Your credit history affects your mortgage application. If you get a new credit card after applying for a mortgage and before getting the approval, then there is high chance that it will take more time to review your application. Your application might be rejected as well. The same thing will happen even if you apply for a car loan while your mortgage application is being reviewed.

Close an unused credit card

It may surprise you knowing why closing an unused credit card will affect your mortgage application. The lenders look at your credit utilization ratio when giving you a mortgage. This ratio equals to the total amount of credit you have compared to the amount of credit you are using. So, if you close one credit account, your credit utilization ratio increases. As a result, your mortgage application may be rejected.

Change in mortgage requirements

Sometimes the requirements for obtaining a mortgage change.  For example, in the past, you needed to have a minimum credit score of 650, but now you need to have a score of 680. If you are not aware of these changes and apply for the mortgage then there is a chance that your application may be rejected.

Change in your credit report

Your credit report changes regularly. If you take an additional loan or fail to pay a month’s credit card bill, then your credit score will be affected. Missed payment or late payment of bills can lower your credit score and affect your mortgage application.

Buy a different kind of property

Lenders may be unwilling to give a mortgage for certain kinds of properties. These include investment properties and condos. To get a mortgage for this type of properties, you may need to give a larger down payment. So, before you apply for a mortgage for this type of property, you should ask your lender whether your condo is on their approved condo list.

Borrow the down payment

You should pay your own down payment, without borrowing money from elsewhere. If you buy the entire house on credit, you won’t feel back walking away without paying your loans as you don’t have anything to lose. But if you invest in your own house, then your money is on it. You will feel the urge to pay the mortgage on time so that you can be the owner of the property.

Borrow too little money

The minimum amount you need to borrow for a property is $50,000. Some lenders raise the minimum amount to $75,000 and even $1, 00,000. If you borrow less money then you will be paying less interest and the lenders will make less profit. If the lender sees that the risk of giving you mortgage is more than the profit they will earn, they might reject your mortgage application.

Loans went to collections

If your debts have ever gone to collections, it might hurt your credit score. So, you will have less chance of getting a mortgage approval. However, the information won’t be there on your credit report forever. You can talk to a credit repair firm and know what to do to improve your credit report.

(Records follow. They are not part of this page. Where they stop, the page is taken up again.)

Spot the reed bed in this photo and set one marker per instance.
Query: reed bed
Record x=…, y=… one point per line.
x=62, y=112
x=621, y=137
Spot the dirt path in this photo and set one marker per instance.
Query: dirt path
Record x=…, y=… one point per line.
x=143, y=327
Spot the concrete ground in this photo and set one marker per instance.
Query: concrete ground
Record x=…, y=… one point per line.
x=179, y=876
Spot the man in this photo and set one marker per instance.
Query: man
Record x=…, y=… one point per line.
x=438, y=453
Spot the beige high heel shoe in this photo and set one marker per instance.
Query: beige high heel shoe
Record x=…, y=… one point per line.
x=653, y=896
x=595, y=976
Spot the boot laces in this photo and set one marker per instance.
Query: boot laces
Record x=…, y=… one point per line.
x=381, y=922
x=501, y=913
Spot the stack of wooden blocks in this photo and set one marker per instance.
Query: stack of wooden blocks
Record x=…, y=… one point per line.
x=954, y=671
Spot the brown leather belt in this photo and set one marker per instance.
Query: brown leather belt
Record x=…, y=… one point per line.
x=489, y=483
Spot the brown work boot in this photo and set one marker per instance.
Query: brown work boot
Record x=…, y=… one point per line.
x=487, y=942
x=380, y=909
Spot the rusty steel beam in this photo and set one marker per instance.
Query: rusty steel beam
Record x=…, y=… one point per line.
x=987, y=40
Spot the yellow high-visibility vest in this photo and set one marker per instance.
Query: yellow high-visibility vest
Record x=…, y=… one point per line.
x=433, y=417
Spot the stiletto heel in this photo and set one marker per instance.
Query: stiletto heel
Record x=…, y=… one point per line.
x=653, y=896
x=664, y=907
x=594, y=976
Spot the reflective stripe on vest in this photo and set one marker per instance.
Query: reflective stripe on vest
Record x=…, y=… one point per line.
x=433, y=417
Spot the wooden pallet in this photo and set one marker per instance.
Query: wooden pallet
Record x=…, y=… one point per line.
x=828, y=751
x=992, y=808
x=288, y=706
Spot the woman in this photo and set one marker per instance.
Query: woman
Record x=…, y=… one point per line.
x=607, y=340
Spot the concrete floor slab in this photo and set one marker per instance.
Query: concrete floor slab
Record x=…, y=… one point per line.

Owe money for child support

If you owe money for child support or alimony, then it will be considered as debt. You should mention this in your application. The lenders will investigate your case and find out your financial status. You might need to have a higher credit score to be eligible for a mortgage if you owe money for child support. There is a chance that your mortgage application may not be approved.

You need to be honest about the information you provide on your application. You should provide your income information in detail, your credit score and other information so that the risk of rejection is low. If you have any red flags on your credit report, you should fix it before applying for the mortgage. You shouldn’t do anything to negatively impact your credit score when you apply for a mortgage, like getting a car loan or a new credit card. It is more difficult to get a mortgage today than it was before. The credit standards have been tightened. According to a statistics, only 55% of the mortgage applications are accepted today. So, you should prepare well before applying for a mortgage in order to decrease your chance of rejection.